Dünyanın Yedi Harikası
Dünya üzerinde, günümüze kadar birçok medeniyet gelip geçti. Bu medeniyetlerden bazıları sadece tarihin tozlu sayfalarında yer edinebilmişken bazıları dünya üzerinde kalıcı eserler bırakmış ve bu eserler ile yüzyıllar sonra bile kendilerinden iftiharla bahsettirmeyi başarmaktadır. Şu an tarihi eser durumunda olan birçok ürün, yapıldıkları dönemlerde bir amaç uğruna yapılmıştı. Eserin yapılış sebebi halka hizmet için (Kervansaraylar), dini vecibeleri yerine getirmek için (Ayasofya Kilisesi), ülke savunması için (Çin Seddi), görsel sanat için (Mona Lisa tablosu), ya da sadece önemli bir şahsiyetin mezarı (Keops Piramidi) olabilir. Her ne amaç için yapılmış olursa olsun bu yapılar veya eserler günümüzde sanat eseri durumundadır.

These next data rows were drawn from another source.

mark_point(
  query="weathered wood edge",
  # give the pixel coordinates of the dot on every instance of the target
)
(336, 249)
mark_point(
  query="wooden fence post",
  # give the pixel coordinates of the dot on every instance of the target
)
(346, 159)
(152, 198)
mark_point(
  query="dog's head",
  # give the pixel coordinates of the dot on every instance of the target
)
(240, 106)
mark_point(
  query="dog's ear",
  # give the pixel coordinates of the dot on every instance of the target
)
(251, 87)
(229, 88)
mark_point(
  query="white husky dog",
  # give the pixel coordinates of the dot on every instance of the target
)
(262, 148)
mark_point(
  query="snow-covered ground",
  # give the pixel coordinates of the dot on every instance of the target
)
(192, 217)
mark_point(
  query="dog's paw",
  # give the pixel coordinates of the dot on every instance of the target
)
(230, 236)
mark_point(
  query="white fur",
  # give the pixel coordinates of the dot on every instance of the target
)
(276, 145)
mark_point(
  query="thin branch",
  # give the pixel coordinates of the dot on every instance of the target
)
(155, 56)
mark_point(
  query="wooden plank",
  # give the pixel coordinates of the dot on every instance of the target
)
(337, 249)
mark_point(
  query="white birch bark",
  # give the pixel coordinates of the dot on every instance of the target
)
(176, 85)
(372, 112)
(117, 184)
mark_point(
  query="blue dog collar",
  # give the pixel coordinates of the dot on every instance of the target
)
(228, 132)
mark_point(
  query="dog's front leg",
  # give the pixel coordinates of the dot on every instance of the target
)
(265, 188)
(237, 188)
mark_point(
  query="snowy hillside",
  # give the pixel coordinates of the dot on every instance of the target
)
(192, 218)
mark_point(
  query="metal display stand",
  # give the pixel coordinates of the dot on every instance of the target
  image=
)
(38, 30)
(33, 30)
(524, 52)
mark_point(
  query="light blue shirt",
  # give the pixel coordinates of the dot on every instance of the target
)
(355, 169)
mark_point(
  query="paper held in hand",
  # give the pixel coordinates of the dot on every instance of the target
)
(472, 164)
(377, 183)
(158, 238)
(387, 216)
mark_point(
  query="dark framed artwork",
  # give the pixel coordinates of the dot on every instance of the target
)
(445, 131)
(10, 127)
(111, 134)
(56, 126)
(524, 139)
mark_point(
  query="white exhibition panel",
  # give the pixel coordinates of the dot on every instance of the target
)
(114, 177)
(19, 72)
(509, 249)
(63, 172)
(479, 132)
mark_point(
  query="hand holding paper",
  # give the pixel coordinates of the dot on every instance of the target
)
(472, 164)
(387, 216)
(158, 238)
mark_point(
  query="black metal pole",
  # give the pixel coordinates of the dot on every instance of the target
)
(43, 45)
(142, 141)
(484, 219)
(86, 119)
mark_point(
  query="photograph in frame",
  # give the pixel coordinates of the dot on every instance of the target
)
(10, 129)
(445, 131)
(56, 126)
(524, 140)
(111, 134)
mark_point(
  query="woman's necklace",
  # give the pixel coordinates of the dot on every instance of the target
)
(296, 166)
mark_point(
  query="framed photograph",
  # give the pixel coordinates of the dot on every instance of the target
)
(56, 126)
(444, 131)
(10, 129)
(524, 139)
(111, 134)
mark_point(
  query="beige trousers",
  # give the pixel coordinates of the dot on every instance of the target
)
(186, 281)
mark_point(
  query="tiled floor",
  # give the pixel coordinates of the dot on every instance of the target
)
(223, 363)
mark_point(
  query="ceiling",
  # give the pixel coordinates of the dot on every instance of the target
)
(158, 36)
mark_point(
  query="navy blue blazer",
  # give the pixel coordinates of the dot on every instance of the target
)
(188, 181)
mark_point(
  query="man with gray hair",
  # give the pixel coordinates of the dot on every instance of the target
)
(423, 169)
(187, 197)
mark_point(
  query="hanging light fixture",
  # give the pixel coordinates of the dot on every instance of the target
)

Bu tarihi eserler arasında en güzelleri hangisidir? Bu soruyu herkes kendi zevk ve görüşüne göre cevaplayabilir. Bu sebep ile ortaya birçok liste çıkar. Ancak bu soruyu ilk olarak ortaya atan kişi, tarihin babası olarak bilinen ve MÖ 5. yüzyılda yaşamış olan tarihçi Herodot’tur. Bir Yunan olan Herodot, esas konusu Yunan-Pers savaşlarını anlattığı Herodot tarihi adlı eserinde gezdiği ve gördüğü şeyler hakkında bilgiler vermiştir. Herodot, bir gezgin olarak gördüğü yapıların bir sıralamaya sokulması gerektiğini düşünür ve böylelikle “dünyanın yedi harikası” kavramını ortaya atar. Ancak Herodot dünyanın yedi harikasını belirleyen kişi olmadı. Dünyanın yedi harikasını sıralayan kişi Sidon (Sayda/Lübnan) doğumlu Antipatros’tur. Antipatros, belirlediği yedi yapıtı “Dünyanın Yedi Harikası Üzerine” adlı eserinde anlatır. MÖ 2. yüzyılda belirlenen liste, günümüzde de devamlılığını sürdürmeyi başarır. Ancak Dünyanın Yedi Harikası Üzerine adlı eserde adı geçen yapıtların içerisinde sadece Giza bölgesinde (Kahire/Mısır) bulunan Keops Piramidi sağlam kalarak günümüze kadar gelebildi. Diğer yapıtlar çeşitli sebeplerden dolayı yok oldu.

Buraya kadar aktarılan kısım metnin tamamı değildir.